By Olukorede S. Yishau
By Monday, the judges of the Man Booker Prize will announce the winner for this year.
I expect the winner to be no one else but Chigozie Obioma, the author of An Orchestra of Minorities, in which the chi, the guidance spirit in Igbo cosmology, is the narrator. You can say Chi wrote about chi and you will be right.
I am sure I am not the only one expecting Chigozie to carry the day. Not because this is his second nomination but because An Orchestra of Minorities is phenomenal.
I am not saying the other books on the shortlist are not good or great but Chigozie’s book is something all humanity can relate with. It is not about European politics or American niceties.
It is about humanity, our humanity and that should count. It is also superbly written.
If there is any paragraph in Chi’s book that will stay with me for a long time, it is where the chi speaks of “the land of lack, of man-pass-man, the land in which a man’s greatest enemies are members of his household; a land of kidnappers, of ritual killers, of policemen who bully those they encounter on the road and shoot those who don’t bribe them, of leaders who treat those they lead with contempt and rob them of their commonwealth, of frequent riots and crisis, of long strikes, of petrol shortages, of joblessness, of clogged gutters, of potholed roads…and of constant power outages”.
He is a first-class student at the Cyprus International University, where he won a scholarship for a second degree and stayed back to lecture before America beckoned. At 27, his novel The Fishermen, which was shortlisted for the Man Booker Prize, shook the literary community.
Now at 33, he is an Assistant Professor of Literature and Creative Writing at the University of Nebraska-Lincoln.

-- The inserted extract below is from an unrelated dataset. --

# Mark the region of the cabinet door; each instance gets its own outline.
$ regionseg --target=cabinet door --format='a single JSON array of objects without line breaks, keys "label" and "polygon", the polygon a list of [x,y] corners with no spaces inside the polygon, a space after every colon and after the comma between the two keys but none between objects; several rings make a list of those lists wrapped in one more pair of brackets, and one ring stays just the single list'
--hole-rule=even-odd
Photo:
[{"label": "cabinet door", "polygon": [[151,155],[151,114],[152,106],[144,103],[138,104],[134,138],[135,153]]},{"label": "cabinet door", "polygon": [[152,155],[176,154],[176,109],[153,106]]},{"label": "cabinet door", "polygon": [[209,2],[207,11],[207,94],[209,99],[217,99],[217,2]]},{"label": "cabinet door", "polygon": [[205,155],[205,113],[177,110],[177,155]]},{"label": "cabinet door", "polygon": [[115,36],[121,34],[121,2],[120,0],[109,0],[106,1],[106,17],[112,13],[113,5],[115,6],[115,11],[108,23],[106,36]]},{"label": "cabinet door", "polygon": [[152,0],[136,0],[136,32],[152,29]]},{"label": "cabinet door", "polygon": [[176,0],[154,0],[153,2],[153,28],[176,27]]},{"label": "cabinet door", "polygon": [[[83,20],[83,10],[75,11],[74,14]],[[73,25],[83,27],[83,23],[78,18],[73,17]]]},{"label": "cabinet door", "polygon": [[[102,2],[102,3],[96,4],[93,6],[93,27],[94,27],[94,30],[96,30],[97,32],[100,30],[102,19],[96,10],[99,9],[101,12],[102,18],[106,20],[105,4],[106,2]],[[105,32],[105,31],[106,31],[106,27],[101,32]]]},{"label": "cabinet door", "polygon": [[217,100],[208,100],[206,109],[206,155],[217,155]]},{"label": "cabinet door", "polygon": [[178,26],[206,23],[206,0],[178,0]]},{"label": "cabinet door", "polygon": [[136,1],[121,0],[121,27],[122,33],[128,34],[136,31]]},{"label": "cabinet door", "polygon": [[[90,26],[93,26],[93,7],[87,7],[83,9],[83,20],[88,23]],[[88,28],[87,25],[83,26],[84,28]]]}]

His An Orchestra of Minorities, in my view, has the potential to do better than The Fishermen.
Chigozie is in love with artistry.
He says: “I think it is a mistake when you just set out to pursue an agenda. Artistry should be the focus.
“If not, you end up writing propaganda and I see that a lot. True it can get you a lot of money and fame because everybody is politically wired, but it will not endure in the end. What endures in the most is the art.”
This quest for enduring art has created a problem for him. The problem is that he is always on the lookout for ways, other than the traditional, to tell stories.
No wonder he wrote an over 500-page long novel in which the narrator is the chi. “I don’t like to tell stories in a traditional way so I am always thinking of an invention.”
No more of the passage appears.